A skulk of attorneys is drinking late
into the night when one announces, “We should open a practice to teach
law. The law schools are shit.”
“Says you. I went to Harvard.”
“And yet we work at the same firm, drink
the same liquor and kiss the same ass. We both know some of my professors were
at least as good as some of yours, with an equal share of faculty shitheads. Anyway, we all know you were a pretty lousy student.”
...
If in the
morning this band of drinking buddies still want to teach law as it should be taught,
then there are only two versions of the one way to gainfully and legally doing so: 1) Get
jobs at the same school and negotiate with the institutional employer’s board,
administration, faculty, student body and the rest to effect change in curriculum,
standards, pedagogy, materials, and the rest; or 2) Open their own law school and
dictate their distilled vision for legal education.
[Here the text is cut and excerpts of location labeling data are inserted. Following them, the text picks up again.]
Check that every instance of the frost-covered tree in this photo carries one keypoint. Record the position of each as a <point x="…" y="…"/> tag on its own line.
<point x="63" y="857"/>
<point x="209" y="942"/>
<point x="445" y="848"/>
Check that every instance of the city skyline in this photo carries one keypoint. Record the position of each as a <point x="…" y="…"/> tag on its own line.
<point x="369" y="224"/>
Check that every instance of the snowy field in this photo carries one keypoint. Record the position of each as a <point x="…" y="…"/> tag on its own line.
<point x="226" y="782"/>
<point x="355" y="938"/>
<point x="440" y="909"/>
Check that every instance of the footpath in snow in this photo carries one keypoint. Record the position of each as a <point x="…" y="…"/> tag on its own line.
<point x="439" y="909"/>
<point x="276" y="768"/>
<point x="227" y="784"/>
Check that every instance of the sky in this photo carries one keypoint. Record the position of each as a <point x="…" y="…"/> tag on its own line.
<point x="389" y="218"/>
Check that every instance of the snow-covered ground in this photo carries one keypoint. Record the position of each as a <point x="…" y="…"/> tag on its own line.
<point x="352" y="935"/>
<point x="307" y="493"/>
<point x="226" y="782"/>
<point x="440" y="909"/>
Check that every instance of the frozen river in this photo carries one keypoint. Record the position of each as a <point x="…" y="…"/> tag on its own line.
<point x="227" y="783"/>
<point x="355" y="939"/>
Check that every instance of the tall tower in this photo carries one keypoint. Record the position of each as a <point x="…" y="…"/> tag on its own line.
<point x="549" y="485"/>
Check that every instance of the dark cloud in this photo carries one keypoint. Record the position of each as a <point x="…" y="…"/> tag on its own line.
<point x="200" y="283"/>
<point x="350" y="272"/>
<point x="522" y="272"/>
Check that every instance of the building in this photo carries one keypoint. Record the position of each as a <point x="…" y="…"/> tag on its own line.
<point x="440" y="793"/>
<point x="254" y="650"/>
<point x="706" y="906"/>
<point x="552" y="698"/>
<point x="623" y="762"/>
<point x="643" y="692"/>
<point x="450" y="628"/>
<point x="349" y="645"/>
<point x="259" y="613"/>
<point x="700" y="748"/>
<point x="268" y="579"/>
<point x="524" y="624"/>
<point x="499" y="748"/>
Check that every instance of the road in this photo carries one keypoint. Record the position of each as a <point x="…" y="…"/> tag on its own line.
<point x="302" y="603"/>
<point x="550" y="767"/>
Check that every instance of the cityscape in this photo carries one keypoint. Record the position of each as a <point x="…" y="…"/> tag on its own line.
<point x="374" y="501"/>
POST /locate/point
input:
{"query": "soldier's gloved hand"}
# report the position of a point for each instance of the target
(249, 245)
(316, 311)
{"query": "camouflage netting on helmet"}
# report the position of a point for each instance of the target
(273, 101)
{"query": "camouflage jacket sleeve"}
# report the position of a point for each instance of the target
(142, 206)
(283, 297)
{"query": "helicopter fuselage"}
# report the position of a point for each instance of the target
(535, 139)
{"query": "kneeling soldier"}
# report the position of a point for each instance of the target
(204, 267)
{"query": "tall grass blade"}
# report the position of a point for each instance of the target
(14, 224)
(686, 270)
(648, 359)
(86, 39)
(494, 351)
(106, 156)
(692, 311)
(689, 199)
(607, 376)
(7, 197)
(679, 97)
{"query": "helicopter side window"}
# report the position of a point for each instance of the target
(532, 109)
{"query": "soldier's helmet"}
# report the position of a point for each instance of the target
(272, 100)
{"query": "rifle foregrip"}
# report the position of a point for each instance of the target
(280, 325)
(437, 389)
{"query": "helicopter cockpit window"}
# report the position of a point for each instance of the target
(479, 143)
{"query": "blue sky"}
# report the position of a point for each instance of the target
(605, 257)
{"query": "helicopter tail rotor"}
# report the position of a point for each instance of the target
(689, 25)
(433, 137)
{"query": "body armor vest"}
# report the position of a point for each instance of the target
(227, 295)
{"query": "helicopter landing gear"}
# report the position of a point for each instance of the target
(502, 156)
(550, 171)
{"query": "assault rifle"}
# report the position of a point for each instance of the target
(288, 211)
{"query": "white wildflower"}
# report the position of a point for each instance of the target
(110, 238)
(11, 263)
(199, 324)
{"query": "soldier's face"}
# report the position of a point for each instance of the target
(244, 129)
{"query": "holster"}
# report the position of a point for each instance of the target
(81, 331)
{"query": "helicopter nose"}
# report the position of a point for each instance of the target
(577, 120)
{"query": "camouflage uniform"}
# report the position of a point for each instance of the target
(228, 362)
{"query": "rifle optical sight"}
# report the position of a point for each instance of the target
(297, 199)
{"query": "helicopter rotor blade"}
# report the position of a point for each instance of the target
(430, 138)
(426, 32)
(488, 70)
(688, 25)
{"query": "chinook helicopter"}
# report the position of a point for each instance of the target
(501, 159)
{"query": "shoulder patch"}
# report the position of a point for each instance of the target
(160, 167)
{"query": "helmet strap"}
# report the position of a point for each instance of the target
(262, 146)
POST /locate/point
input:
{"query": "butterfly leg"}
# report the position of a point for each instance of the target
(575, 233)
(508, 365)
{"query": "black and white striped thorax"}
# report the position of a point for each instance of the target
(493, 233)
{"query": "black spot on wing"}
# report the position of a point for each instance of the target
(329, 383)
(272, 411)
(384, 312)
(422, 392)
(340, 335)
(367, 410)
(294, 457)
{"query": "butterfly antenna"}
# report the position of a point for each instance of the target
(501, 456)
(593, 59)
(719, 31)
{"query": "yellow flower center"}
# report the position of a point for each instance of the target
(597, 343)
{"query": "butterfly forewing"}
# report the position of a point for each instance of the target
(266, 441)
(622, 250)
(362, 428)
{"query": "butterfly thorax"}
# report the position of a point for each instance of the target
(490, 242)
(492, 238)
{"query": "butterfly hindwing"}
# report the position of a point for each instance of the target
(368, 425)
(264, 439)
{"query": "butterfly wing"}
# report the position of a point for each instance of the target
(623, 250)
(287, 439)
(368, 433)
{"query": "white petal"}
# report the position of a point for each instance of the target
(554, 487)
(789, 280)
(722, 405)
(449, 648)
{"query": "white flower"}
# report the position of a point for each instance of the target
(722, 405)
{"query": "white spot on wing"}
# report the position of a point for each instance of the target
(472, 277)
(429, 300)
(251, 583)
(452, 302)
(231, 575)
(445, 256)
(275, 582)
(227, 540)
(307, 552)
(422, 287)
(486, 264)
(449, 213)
What could go wrong, with this oversight that every higher education system needs? Unfortunately, we’ve lived the answer to that question for centuries now, in the grace and grip of higher education institutions. Only we don't know but should know what could go wrong in PSA where attorneys open their own solo or partnership academic practices offering education in law that helps qualify students for graduation with a JD or LLB from the Professional Society of Academics.
PSA is a universitas, but not a university, college or school of the inheritance.